These policies were evaluated by Aaron Rosenthal, an analyst here at MarketingExperiments.Com. Aaron has degrees in economics and finance and his job at MEC is to measure the financial impact of various marketing decisions.

Tactic 1 – Low Price With High Shipping Charges

Purpose: To attract the customer with “the lowest price” (often near wholesale cost) and then to make a profit with the shipping charges.

This approach is popular with eBay merchants and it often works. However, with an online store, this approach can seriously diminish the repeat orders a customer will place over time.

In most retail operations, you pay a significant price to win a new customer, and your true profits come from winning repeat business.

Tactic 1 may capture a first-time customer but it will probably not capture a repeat order.
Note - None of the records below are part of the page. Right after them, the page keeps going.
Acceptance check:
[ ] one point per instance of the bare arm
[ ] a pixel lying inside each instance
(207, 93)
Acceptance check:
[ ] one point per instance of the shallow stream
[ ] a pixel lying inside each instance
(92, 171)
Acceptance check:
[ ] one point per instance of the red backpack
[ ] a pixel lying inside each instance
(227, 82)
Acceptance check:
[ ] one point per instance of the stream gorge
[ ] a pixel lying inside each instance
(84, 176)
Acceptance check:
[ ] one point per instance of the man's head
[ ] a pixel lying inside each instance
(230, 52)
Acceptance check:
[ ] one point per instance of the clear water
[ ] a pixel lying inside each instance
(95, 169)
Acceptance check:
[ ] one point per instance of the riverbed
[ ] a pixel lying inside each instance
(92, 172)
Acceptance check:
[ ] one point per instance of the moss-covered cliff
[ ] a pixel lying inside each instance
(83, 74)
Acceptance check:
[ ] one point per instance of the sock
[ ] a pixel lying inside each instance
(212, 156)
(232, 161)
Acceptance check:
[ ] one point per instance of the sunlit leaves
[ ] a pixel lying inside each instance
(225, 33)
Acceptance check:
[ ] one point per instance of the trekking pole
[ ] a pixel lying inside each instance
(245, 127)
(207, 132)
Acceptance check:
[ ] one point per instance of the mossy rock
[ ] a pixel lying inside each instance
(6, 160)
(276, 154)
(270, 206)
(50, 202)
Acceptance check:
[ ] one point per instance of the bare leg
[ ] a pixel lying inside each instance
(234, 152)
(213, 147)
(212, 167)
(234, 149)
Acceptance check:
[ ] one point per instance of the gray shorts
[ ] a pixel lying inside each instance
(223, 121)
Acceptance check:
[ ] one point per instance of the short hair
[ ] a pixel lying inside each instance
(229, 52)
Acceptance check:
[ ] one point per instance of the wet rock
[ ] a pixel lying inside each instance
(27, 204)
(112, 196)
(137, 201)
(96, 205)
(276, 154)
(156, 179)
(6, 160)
Still, if you are in an industry where repeat orders do not matter, Tactic 1 could still work for you.

Also, you may want to consider this shipping service. Its packaging does not separate the shipping costs from the handling charge.

http://www.endicia.com/

Tactic 2 – Average Prices With Free Shipping

Purpose: To establish competitive advantage by giving the customer an extra reason to purchase from you.

To understand the value of this tactic, you need to understand customer priorities. Customers typically evaluate your offering first on PRICE. Then they check for secondary concerns such as shipping.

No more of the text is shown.